①Influence of plate thickness on capacity
The amount of active material is constant, and the battery capacity decreases with the increase of the thickness of the electrode plate.
②Influence of plate height on capacity
In the battery, there is a big difference in the utilization rate of active materials in the upper and lower parts of the electrode plate. Experiments have confirmed that the current density in the upper part of the electrode plate is about 2 times ~ 2.5 times higher than that in the lower part in the early stage of discharge.

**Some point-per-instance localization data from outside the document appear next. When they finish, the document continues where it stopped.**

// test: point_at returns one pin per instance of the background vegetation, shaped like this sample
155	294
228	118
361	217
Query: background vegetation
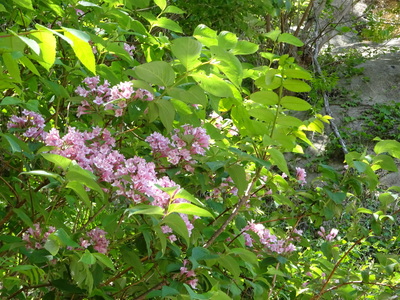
147	152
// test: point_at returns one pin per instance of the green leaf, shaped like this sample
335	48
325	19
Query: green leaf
195	95
213	84
23	216
278	159
81	47
244	48
290	39
79	189
47	43
295	103
205	35
166	112
295	85
88	258
144	209
12	66
262	114
167	24
43	173
104	260
228	64
189	209
58	160
385	162
178	226
300	74
265	97
187	50
29	42
161	4
65	239
28	64
227	40
238	175
156	72
24	4
390	146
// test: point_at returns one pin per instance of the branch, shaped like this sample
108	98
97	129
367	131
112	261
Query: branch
235	211
323	291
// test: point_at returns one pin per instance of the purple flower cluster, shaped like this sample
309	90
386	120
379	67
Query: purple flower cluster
97	238
35	238
113	98
330	236
189	274
31	123
183	144
270	241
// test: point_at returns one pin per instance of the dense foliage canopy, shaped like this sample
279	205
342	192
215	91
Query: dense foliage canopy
141	159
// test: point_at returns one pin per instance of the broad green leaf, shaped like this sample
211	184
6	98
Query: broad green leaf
12	66
156	72
47	43
28	64
290	39
227	40
300	74
189	209
385	162
178	226
205	35
278	159
65	239
390	146
144	209
167	24
265	97
24	4
244	48
104	260
173	10
195	95
262	114
58	160
29	42
273	35
187	50
23	216
79	189
161	4
43	173
81	47
238	174
228	64
295	103
88	258
166	112
187	196
295	85
213	84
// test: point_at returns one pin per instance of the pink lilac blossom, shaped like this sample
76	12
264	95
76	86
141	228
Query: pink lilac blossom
129	49
30	123
301	175
35	238
98	240
328	237
270	241
183	143
113	98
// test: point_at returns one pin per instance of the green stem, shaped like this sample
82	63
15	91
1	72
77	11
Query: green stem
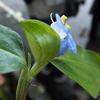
25	80
22	86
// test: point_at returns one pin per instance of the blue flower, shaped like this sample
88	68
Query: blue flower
63	30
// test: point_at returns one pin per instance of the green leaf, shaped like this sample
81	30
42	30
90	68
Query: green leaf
83	67
43	40
11	51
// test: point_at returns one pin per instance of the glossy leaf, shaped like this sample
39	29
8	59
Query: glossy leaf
43	40
83	67
11	51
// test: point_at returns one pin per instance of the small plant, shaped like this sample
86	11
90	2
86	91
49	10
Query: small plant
53	44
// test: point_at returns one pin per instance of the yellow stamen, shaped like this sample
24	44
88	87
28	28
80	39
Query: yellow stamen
64	19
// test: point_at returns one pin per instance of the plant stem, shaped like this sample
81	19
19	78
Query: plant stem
23	84
25	80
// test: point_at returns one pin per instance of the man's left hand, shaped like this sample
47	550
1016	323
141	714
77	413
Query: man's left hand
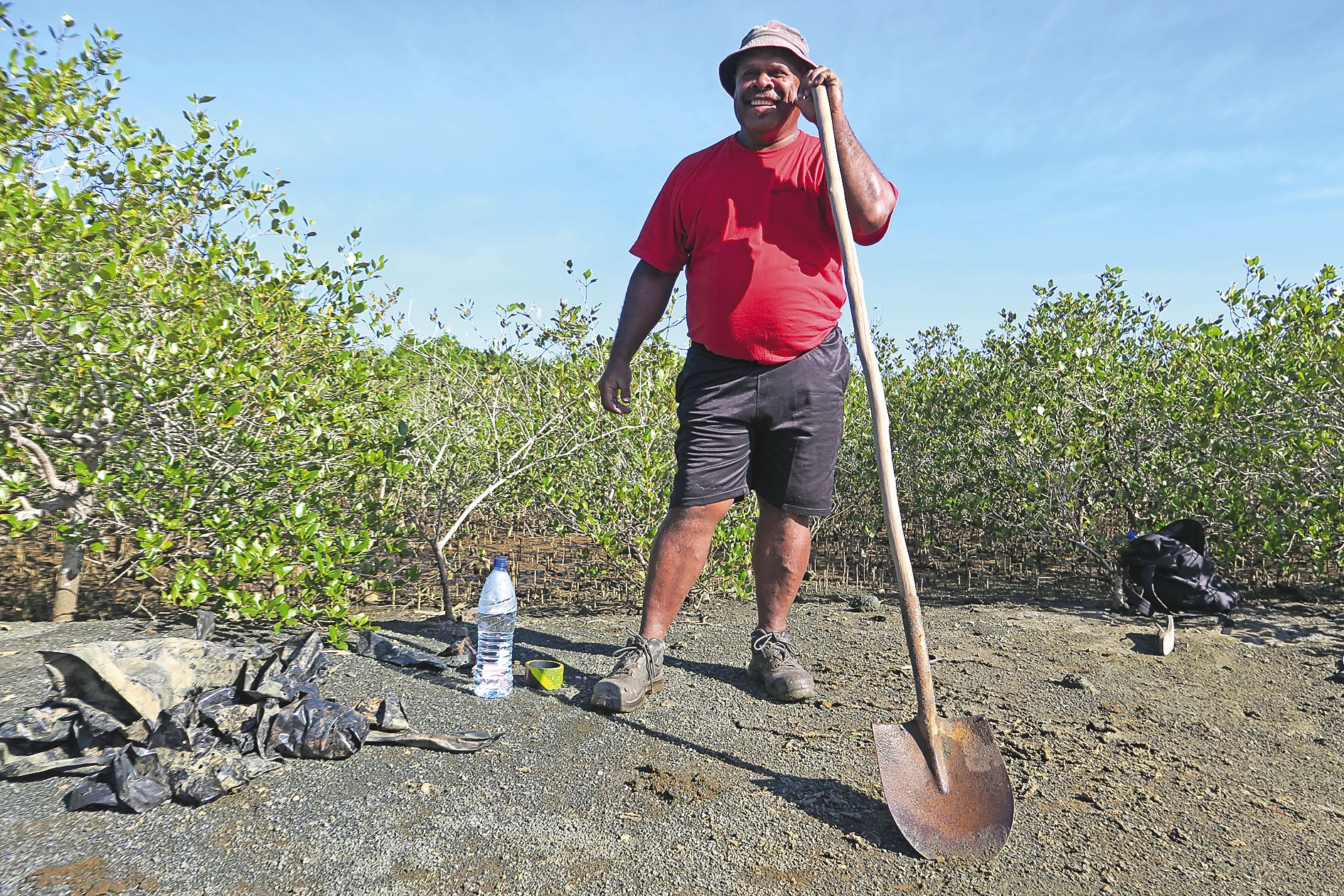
818	78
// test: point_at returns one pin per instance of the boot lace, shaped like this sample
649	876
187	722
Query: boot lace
777	651
628	657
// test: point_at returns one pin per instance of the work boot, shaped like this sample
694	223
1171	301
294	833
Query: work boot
637	673
776	666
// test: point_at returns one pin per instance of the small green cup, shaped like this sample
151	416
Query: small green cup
549	673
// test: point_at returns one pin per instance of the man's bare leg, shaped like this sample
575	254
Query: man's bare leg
676	560
779	559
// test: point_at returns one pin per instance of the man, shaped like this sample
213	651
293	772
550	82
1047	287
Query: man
761	397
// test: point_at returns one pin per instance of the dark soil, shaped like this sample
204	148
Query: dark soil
1218	769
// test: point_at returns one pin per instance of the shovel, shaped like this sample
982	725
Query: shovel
945	779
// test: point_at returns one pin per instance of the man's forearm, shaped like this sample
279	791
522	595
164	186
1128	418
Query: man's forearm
646	302
866	191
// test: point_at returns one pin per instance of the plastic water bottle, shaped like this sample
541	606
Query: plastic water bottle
495	618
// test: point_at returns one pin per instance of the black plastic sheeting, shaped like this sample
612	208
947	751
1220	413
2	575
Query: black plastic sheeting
190	720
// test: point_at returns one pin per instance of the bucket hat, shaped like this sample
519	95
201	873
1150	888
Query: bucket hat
772	34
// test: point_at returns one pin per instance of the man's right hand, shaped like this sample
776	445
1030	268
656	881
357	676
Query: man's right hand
614	386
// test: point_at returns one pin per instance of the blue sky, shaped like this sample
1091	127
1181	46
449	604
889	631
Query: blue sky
481	144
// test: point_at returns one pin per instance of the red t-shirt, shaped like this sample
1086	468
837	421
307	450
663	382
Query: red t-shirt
754	231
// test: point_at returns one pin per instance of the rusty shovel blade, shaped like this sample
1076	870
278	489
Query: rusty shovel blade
971	816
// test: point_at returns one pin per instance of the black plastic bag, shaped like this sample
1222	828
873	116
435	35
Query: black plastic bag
316	728
1171	571
368	644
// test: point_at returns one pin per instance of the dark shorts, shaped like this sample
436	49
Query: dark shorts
773	429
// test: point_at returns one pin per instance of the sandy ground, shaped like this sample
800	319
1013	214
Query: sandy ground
1218	769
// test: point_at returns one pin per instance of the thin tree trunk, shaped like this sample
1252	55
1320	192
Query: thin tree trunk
442	577
68	583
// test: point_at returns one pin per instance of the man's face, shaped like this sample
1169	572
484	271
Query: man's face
765	92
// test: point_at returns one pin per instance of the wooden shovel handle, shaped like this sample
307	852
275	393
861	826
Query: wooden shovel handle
928	711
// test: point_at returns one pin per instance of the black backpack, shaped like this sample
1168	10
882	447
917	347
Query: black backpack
1173	572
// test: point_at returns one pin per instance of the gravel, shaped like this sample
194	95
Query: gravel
1218	769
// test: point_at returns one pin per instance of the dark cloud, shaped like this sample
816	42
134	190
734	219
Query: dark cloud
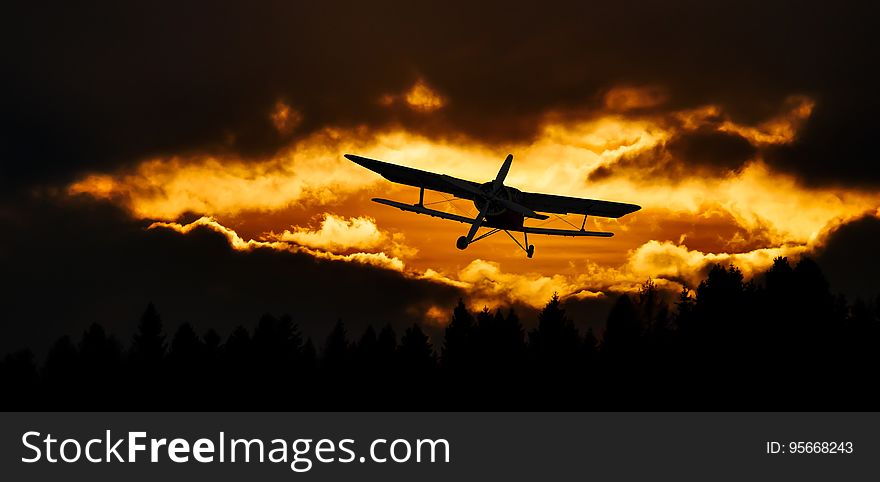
686	154
98	85
711	148
68	265
850	259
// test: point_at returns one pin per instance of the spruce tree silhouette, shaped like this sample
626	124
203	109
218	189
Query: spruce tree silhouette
386	362
418	366
781	342
61	372
101	369
186	365
336	350
457	352
555	342
276	347
238	363
147	357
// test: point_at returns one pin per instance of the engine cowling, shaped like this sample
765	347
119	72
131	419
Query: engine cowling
498	215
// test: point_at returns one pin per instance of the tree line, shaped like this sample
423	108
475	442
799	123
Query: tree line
783	342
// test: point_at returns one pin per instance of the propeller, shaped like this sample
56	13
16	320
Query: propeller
492	195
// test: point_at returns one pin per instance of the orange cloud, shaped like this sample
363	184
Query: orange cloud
379	259
422	98
773	213
285	118
627	98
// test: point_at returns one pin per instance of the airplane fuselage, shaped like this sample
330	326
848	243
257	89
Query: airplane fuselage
498	216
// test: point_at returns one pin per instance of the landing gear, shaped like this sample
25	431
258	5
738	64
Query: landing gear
462	242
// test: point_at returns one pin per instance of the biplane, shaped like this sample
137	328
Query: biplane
501	208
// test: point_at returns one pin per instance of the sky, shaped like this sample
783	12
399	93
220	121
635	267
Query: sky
192	154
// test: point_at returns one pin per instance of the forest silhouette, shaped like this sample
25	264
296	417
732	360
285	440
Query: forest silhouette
779	342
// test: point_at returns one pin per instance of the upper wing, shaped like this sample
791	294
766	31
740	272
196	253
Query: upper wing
415	177
551	203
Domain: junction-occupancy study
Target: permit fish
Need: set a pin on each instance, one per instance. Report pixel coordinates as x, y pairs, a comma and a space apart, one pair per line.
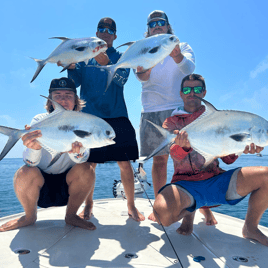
72, 51
146, 53
218, 133
61, 128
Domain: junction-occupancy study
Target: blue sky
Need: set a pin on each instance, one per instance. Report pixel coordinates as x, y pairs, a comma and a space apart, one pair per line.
229, 39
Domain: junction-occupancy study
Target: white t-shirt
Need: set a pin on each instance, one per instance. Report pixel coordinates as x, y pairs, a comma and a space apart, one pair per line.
162, 90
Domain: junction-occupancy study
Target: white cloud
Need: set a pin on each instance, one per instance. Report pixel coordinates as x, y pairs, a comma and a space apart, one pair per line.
261, 67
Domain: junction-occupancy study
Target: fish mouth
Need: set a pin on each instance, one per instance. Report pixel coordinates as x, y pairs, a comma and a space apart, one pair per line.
99, 47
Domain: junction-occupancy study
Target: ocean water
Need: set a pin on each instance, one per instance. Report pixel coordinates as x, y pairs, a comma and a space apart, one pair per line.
105, 176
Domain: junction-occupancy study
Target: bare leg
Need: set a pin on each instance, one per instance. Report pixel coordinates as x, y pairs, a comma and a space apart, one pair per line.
254, 180
80, 180
187, 225
159, 176
87, 211
209, 217
27, 184
170, 205
127, 178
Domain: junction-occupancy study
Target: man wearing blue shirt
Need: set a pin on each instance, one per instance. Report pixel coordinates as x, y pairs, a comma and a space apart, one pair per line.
109, 105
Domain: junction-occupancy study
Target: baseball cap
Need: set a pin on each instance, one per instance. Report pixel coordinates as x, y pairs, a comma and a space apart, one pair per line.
157, 14
104, 24
63, 83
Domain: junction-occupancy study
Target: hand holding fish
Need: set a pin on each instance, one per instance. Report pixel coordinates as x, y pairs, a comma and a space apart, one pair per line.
252, 149
29, 139
71, 67
143, 75
176, 54
102, 59
182, 140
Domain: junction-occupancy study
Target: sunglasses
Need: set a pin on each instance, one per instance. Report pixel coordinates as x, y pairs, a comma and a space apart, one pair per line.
187, 90
103, 30
153, 24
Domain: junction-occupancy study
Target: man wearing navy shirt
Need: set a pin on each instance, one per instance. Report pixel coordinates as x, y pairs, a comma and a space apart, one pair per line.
109, 105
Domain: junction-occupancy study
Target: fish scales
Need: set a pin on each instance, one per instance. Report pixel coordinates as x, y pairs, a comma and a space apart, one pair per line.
61, 128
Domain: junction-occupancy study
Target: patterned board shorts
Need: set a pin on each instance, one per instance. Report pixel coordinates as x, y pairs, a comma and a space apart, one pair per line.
150, 137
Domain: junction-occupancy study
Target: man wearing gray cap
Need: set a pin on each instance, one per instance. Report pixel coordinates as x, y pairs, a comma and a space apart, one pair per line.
66, 182
160, 87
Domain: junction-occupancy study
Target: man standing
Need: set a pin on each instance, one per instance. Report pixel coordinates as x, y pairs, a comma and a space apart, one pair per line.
192, 187
160, 95
66, 182
111, 107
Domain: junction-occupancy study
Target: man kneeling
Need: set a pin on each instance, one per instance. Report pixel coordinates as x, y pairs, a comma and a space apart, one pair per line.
191, 188
66, 182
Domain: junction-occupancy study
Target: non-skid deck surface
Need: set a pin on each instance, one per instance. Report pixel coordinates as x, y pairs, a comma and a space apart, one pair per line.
52, 243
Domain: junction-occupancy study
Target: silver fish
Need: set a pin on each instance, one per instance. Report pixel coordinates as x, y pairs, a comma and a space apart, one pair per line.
61, 128
146, 53
72, 51
218, 133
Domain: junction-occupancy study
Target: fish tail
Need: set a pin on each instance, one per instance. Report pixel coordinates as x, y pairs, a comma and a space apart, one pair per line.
168, 140
41, 64
14, 135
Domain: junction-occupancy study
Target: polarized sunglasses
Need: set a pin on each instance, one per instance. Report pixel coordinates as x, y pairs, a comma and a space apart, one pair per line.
153, 24
103, 30
187, 90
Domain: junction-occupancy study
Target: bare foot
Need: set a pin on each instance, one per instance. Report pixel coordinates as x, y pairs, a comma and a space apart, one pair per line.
152, 217
209, 217
187, 225
256, 234
86, 214
17, 223
75, 220
135, 214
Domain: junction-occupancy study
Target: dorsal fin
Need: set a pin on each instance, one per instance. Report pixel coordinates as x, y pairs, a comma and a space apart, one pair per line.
61, 38
127, 44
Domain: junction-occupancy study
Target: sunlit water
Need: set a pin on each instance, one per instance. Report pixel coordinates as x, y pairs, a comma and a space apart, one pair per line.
105, 176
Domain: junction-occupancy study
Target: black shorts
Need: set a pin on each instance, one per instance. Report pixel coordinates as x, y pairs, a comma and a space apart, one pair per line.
125, 148
54, 192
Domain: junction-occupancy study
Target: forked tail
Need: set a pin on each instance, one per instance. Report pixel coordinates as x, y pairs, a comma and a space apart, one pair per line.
14, 135
41, 64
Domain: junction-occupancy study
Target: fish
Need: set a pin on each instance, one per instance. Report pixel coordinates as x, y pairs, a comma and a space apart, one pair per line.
218, 133
72, 51
60, 129
146, 53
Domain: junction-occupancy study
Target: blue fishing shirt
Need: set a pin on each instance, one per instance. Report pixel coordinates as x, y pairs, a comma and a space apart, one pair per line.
93, 81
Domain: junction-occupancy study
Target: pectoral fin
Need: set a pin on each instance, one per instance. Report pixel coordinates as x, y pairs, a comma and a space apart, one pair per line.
81, 134
240, 137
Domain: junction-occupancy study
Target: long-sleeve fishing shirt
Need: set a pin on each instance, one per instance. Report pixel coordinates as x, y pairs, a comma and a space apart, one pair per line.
93, 81
187, 165
42, 158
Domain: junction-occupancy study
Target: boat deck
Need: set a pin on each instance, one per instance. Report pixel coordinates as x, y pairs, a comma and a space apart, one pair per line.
52, 243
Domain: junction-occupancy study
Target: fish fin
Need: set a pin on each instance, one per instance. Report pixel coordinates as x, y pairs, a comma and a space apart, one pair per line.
14, 135
81, 134
154, 50
168, 137
240, 137
58, 107
66, 67
127, 44
40, 65
80, 49
55, 159
61, 38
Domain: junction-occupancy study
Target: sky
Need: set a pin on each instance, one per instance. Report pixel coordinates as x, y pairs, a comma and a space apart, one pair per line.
229, 39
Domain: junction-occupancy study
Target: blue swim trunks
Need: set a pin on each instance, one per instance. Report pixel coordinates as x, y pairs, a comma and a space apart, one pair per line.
209, 192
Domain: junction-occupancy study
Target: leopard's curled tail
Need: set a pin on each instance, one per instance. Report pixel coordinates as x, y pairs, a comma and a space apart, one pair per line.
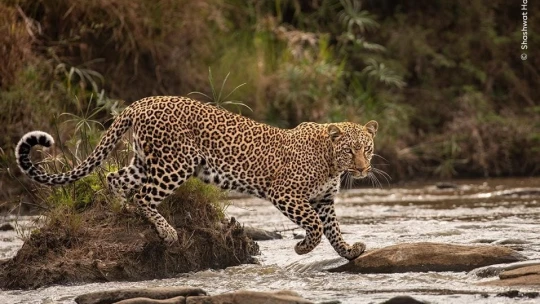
107, 143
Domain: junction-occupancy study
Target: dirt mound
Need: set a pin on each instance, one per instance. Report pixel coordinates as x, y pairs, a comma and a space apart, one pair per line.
102, 244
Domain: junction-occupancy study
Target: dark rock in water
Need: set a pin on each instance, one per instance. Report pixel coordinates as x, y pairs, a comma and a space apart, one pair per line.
175, 300
446, 185
403, 300
423, 257
188, 295
518, 192
495, 270
157, 293
518, 294
250, 297
261, 235
6, 227
524, 276
519, 272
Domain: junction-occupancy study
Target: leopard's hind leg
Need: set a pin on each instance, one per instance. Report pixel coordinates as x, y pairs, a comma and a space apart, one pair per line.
165, 174
128, 179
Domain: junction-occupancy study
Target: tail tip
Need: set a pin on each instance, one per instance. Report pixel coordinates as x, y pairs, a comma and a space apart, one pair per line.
38, 138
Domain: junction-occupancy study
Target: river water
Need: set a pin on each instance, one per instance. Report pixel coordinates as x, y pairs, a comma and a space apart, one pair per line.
474, 212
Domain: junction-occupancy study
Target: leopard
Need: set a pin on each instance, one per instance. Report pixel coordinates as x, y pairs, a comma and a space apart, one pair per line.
298, 170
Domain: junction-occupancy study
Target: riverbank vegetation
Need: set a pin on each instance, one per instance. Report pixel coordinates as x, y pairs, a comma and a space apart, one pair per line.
444, 79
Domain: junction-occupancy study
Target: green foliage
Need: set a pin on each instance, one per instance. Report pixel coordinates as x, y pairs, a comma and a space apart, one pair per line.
216, 98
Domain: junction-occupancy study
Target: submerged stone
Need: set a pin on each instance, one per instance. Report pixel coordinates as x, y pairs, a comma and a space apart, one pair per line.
140, 294
188, 295
424, 256
261, 234
524, 276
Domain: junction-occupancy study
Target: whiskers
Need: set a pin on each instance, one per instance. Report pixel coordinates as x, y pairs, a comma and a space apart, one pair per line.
375, 182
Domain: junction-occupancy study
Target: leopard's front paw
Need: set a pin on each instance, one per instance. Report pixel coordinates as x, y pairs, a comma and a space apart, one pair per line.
354, 251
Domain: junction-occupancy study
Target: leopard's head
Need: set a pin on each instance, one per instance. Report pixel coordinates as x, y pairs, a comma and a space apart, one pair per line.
353, 147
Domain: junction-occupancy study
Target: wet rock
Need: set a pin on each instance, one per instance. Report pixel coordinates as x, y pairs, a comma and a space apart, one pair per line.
518, 192
250, 297
518, 294
156, 293
510, 242
523, 271
261, 235
424, 256
524, 276
495, 270
403, 300
6, 227
175, 300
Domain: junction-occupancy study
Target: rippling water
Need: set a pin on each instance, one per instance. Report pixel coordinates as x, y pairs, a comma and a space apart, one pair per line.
493, 211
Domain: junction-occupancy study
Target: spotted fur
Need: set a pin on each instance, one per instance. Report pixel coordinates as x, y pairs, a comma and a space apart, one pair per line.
298, 170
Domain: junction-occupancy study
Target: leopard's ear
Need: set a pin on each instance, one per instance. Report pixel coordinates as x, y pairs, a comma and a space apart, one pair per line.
334, 132
372, 127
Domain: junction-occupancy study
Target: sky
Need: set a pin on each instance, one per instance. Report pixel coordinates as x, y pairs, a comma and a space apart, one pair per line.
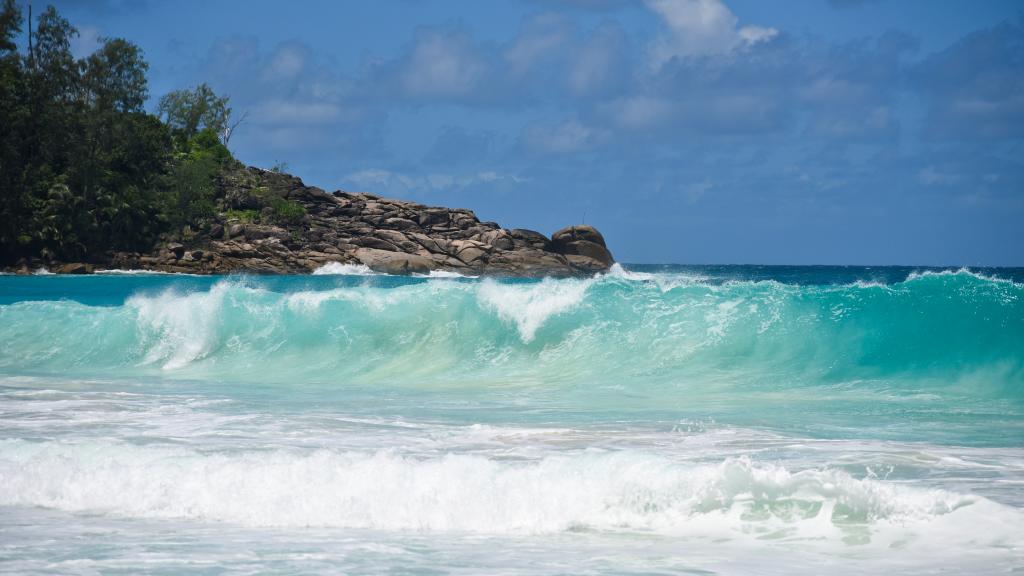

The time of discharge decreases gradually, but the current density in the upper part is larger than that in the lower part.
③ Influence of plate area on capacity
The amount of active material is certain, the larger the geometric area of the plate, the higher the utilization rate of the active material, and the larger the capacity of the battery. In the case of the same battery shell and the same amount of active material, the thin plate is used to increase the number of plates. That is to say, the effective reaction area of the plate is increased, thereby improving the utilization rate of active materials and increasing the capacity of the battery.